Despite Pyschocandy's flawless sound, Gillespie's style of drumming was minimal, with his drum kit consisting only of a snare and a floor tom, which he played standing up. This may have been good showmanship, but Gillespie later admitted that it was due to a lack of his own ability.
One year before the release of Darklands, Gillespie left to focus on Primal Scream. This allowed the Reid brothers to replace his drums with a drum machine, elevating their sound to not just simple reverb, but to incredibly complex and successful dystop-pop.
The band split from Alan McGee
The legendary Alan McGee signed The Jesus and Mary Chain to the mighty Creation Records at a soundcheck in 1984 in a one-off deal. Under his management, the band became an unstoppable force. Due to the nature of the deal, the two split not long after in 1986.
McGee has since distanced himself from love of the band, and whilst there is no definitive answer as to why McGee so easily swept aside JAMC, the band later signed to Blanco y Negro - a branch of Warner Music. This allowed them full creative freedom to experiment with their sound.
This benefitted both parties – McGee went on to worldwide success with Oasis and Primal Scream, whilst JAMC had a shot at the big-time with a world-renowned record company. Whilst Darklands had huge critical success, Jim Reid admitted in a Guardian interview that at Blanco y Negro “…nobody cared about us.”
Almost 30 years on from signing them for Creation, Alan McGee took over as the band’s manager once more.

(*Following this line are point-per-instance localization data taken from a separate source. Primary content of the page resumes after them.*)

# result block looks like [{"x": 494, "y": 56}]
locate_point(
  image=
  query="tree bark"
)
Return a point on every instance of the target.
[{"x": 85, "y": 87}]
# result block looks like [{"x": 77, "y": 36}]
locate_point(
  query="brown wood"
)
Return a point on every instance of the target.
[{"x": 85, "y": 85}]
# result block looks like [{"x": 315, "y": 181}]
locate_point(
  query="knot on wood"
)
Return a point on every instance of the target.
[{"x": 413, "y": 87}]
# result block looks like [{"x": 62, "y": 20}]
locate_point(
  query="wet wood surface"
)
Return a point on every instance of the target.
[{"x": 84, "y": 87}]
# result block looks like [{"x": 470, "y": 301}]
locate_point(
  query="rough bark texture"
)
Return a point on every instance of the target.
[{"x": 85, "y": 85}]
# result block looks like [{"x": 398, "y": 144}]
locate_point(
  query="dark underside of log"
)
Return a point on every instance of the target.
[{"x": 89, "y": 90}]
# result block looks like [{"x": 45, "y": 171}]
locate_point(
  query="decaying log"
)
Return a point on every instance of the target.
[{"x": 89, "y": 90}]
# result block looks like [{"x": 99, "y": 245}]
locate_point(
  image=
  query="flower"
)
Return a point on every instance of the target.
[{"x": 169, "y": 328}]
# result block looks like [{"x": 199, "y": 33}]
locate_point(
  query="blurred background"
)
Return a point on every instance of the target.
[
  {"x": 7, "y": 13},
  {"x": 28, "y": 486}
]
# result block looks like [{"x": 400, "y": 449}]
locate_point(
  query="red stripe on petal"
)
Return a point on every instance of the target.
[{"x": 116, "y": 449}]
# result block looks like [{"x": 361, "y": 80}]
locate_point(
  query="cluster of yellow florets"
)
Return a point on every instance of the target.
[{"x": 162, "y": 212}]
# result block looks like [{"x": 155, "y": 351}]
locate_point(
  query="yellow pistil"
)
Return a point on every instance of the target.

They left violent and compact sets behind
Their shows performing Pyschocandy had become notorious for high belligerence and violence with low musical competence. Most notably, a 1984 show at Camden's Electric Ballroom where the band turned up an hour late and played a mere 15-minute set before disappearing off stage drunk.
With Darklands, other than being kicked off CBS in 1987 for refusing to change their name to ‘The J. and M. Chain’ (to satisfy an American audience), it seemed the band had turned a new leaf, and were able to play competently through their live sets.
"There’s always a fight going on in the Reid brothers’ world, but this time it’s not with the audience" wrote Sputnik Magazine. The band were still drinking and taking drugs heavily, but gone were the days of punch-ups and public enemy status. With Darklands, the boys from the faceless East Kilbride had made it for good.
They had tasted chart success
Whilst Pyschocandy had established The Jesus and Mary Chain as a cult phenomenon, the reception of Darklands had landed the band with an entirely new fanbase and a whopping 5th place position in the UK album chart.
It is the highest-peaking album the band have produced to date, and had a special mention in the esteemed '1001 Albums You Must Hear Before You Die' book. The chart success had also allowed them to establish larger audiences in Europe and The US – landing them future slots on MTV, Coachella and Lollapalooza.
Their ability to do this whilst retaining their hardcore fanbase is something that most fail to replicate.
The mentality changed
Riding on the back of an extremely successful debut album, the band already had the formula for success, one they could’ve easily replicated. But, being the antagonists to themselves, their record company and the world, The Reid brothers were set on gambling it all away for something new.
"It seemed to us that we’d done Pyschocandy and everybody wanted us to do Pyschocandy II and we reacted against that. A lot of people said you’ll never follow it up,’ Jim said in 2008.
Having gathered the expectations of the public and the press, the Reid brothers went to the studio and made Darklands, which defied any hope of a PyschocandyII. The press sung its praises, failing to acknowledge the unjust pressure they had inflicted on the band. But the band were gifted enough musicians to take such a high-stakes risk and have it pay off.